Posted by: CindyLKeller, February 18th, 2010, 1:02pm; Reply: 21
I agree with George. I think we should wonder if he is going to kill himself. Give us some hope that he might not. Maybe have him look at other pictures, childhood photos??? and have him cry, too. ??? I don't know... Just thinking...

I thought it was very good for how short it was, and I think I may know who wrote this one, too. And with that being said, I am left to wonder if it was written for two reasons. One for the challenge, and the other for a five page or less contest. :-)

Yet for one week, I think it was really good.

Cindy

Posted by: currentcmine, February 18th, 2010, 7:51pm; Reply: 22
An agonizing soliloquy for a decadent character.
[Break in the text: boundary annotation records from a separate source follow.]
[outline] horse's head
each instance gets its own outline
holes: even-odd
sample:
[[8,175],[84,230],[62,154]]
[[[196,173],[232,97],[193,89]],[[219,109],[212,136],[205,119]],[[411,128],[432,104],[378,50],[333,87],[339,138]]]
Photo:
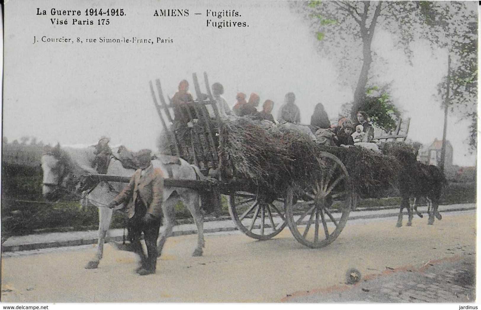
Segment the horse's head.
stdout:
[[82,175],[68,154],[57,145],[41,158],[43,181],[42,193],[49,200],[75,193]]

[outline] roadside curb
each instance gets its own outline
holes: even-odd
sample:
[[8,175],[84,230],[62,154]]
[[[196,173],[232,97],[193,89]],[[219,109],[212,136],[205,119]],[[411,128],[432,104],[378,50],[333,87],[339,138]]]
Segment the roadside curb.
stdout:
[[[398,216],[398,212],[391,212],[398,207],[388,207],[375,211],[358,209],[352,211],[349,221],[360,219],[376,219],[392,217]],[[475,210],[476,204],[453,205],[451,208],[441,210],[443,212],[457,211]],[[426,214],[424,209],[425,207],[418,208],[419,211]],[[364,214],[362,214],[364,213]],[[407,214],[407,212],[405,212]],[[162,231],[163,228],[161,229]],[[205,221],[204,223],[204,233],[218,233],[238,230],[233,221],[229,220],[217,220]],[[197,227],[194,224],[181,224],[176,226],[173,232],[173,236],[180,236],[195,234]],[[109,239],[115,242],[122,242],[124,238],[124,232],[122,229],[110,230],[108,233]],[[66,233],[53,233],[30,235],[25,236],[13,236],[6,240],[1,245],[1,252],[17,252],[36,250],[49,248],[60,248],[86,245],[95,245],[97,243],[97,230],[86,232],[70,232]]]

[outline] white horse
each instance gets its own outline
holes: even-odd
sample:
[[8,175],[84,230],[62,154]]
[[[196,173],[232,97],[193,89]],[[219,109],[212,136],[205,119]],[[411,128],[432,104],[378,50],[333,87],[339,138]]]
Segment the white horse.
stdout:
[[[115,149],[113,149],[115,153]],[[81,176],[87,174],[97,174],[92,168],[95,158],[93,146],[83,149],[64,147],[59,145],[53,148],[51,151],[45,153],[41,159],[43,171],[42,193],[48,200],[54,200],[61,196],[71,194],[78,189]],[[171,177],[177,179],[196,180],[198,168],[182,159],[173,161],[163,160],[162,155],[153,160],[154,167],[160,168],[165,178]],[[135,172],[133,169],[127,169],[122,163],[113,157],[108,165],[107,174],[130,177]],[[114,182],[100,182],[93,189],[83,192],[82,203],[89,203],[99,207],[99,242],[94,258],[85,267],[87,269],[96,268],[103,252],[103,244],[106,241],[107,232],[110,225],[113,210],[107,207],[112,199],[126,185],[126,183]],[[159,256],[162,253],[165,240],[172,235],[175,225],[174,205],[181,200],[189,209],[194,218],[197,226],[197,247],[193,256],[202,256],[204,247],[203,236],[203,218],[200,210],[200,198],[195,190],[183,187],[164,187],[164,202],[162,211],[165,229],[158,243]],[[122,205],[119,206],[122,207]]]

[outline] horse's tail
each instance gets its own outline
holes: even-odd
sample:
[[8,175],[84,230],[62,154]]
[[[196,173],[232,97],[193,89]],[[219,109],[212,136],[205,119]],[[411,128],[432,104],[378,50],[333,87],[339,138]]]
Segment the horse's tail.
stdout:
[[197,180],[203,180],[205,178],[205,177],[201,172],[201,170],[199,169],[198,167],[193,164],[190,164],[190,167],[194,169],[194,171],[195,171],[195,174],[197,176]]

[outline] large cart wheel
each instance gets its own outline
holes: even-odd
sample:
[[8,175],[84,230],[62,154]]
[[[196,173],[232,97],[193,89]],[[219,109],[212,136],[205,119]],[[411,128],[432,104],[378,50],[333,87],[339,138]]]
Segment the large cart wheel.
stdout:
[[285,200],[286,217],[294,237],[313,248],[325,247],[342,231],[355,203],[349,175],[335,156],[321,152],[322,174],[306,188],[290,187]]
[[229,199],[229,212],[240,231],[258,240],[267,240],[286,227],[282,202],[259,194],[235,192]]

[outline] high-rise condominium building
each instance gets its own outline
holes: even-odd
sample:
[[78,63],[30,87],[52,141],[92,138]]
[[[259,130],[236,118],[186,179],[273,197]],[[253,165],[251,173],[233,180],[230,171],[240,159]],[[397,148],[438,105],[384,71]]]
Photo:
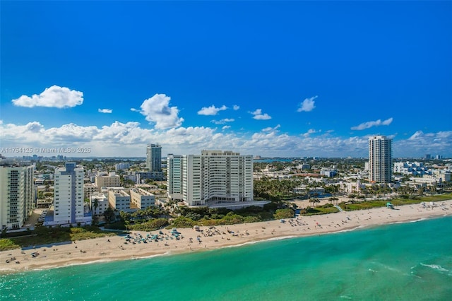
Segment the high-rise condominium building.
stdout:
[[253,201],[253,156],[221,150],[167,158],[169,196],[190,206]]
[[85,222],[83,218],[83,167],[66,162],[55,169],[54,222],[73,224]]
[[162,146],[160,144],[148,144],[146,168],[151,172],[162,171]]
[[369,138],[369,179],[390,183],[392,177],[392,140],[385,136]]
[[0,230],[22,227],[34,208],[34,165],[0,163]]

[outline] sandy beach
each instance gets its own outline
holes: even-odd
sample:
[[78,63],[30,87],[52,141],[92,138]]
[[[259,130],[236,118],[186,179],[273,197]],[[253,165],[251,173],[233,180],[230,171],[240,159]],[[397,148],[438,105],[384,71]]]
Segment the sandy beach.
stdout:
[[[0,252],[0,273],[201,252],[270,239],[331,233],[359,227],[451,215],[452,200],[448,200],[435,202],[433,206],[427,208],[422,208],[420,204],[412,204],[397,206],[395,209],[378,208],[322,216],[299,216],[287,219],[285,223],[272,220],[216,226],[214,228],[201,226],[199,232],[191,228],[178,228],[177,231],[183,237],[179,240],[176,240],[170,230],[163,229],[163,235],[160,235],[163,238],[162,240],[155,242],[148,240],[147,243],[133,244],[132,242],[135,241],[135,238],[138,242],[140,235],[145,238],[149,232],[133,231],[129,234],[132,237],[129,242],[126,240],[125,235],[122,235],[3,251]],[[157,235],[159,231],[153,231],[151,233]],[[33,257],[32,253],[38,253],[39,255]]]

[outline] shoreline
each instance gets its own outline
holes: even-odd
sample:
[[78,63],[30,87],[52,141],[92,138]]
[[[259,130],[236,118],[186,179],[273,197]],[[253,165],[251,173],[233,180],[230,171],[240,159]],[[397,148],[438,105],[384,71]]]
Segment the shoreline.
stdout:
[[[66,243],[56,243],[35,248],[0,252],[0,274],[44,270],[73,265],[90,264],[119,260],[133,260],[157,256],[177,255],[225,247],[242,247],[258,242],[280,240],[316,235],[353,231],[393,223],[417,222],[452,216],[452,200],[435,203],[424,208],[420,204],[398,206],[395,209],[375,208],[343,211],[320,216],[298,216],[285,223],[270,220],[215,226],[200,226],[202,232],[191,228],[177,230],[184,237],[176,240],[170,231],[162,229],[162,240],[146,243],[128,243],[124,235],[105,237]],[[153,231],[157,234],[159,231]],[[149,232],[131,231],[132,237],[145,237]],[[140,240],[141,241],[142,240]],[[137,240],[138,242],[138,240]],[[39,253],[32,257],[33,252]],[[14,260],[11,260],[14,258]],[[9,262],[6,263],[6,260]],[[16,262],[18,263],[16,263]]]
I couldn't feel much for the guy. There was dark, although it didn't explore the visual spectrum like it could have with flashbacks or dissolves. Glad to see the guy go. Too bad it was so confined to the monologue.
Posted by: Brian M, February 22nd, 2010, 2:26pm; Reply: 23
I didn't care much for the first one and a half pages but Sham's dialogue in the last half just about saved this for me. Loved the line about God's throat.

That being said, more has to be added here. Flashbacks, something so we're not watching a guy talking to himself in a room the whole time. This could be very good if you can find ways to add more scenes around what you already have.

Nice effort!

Brian
Posted by: Mr.Ripley, February 22nd, 2010, 2:49pm; Reply: 24
Interesting concept but poor execution. You tell too much. And it's really short. I like the insantiy angle but it needs more development.  

Gabe
Posted by: Seth, February 23rd, 2010, 6:07am; Reply: 25
Thanks for the reads. This script went through many iterations. Originally it was a zombie / virus story. That, though, given all the action involved, wouldn't work with Moviestorm. Eventually, I tried to make it as simple as possible -- one character, one location.

A few reviewers complained about the low page count, even asking me what I "didn't get about it." I got it. I, too, was concerned. I spoke with Mcornetto about it and he encourged me to submit it anyway.

Bert, who I have bunches of respect for, wrote  "Not too long, and I like entries that do not try to fill the full 12 pages simply because they are there to fill."

What gets me, though, is that few complained about scripts that were written without any regard to the challenge itself. No one complained if an action sequence was incompatible with Moviestorm.

Still, I understand that this story failed becuase it wasn't a complete story. It wasn't well told. I stepped outside of myself and tried to do something I normally wouldn't. But, hey, that's what One Week Challenges are about.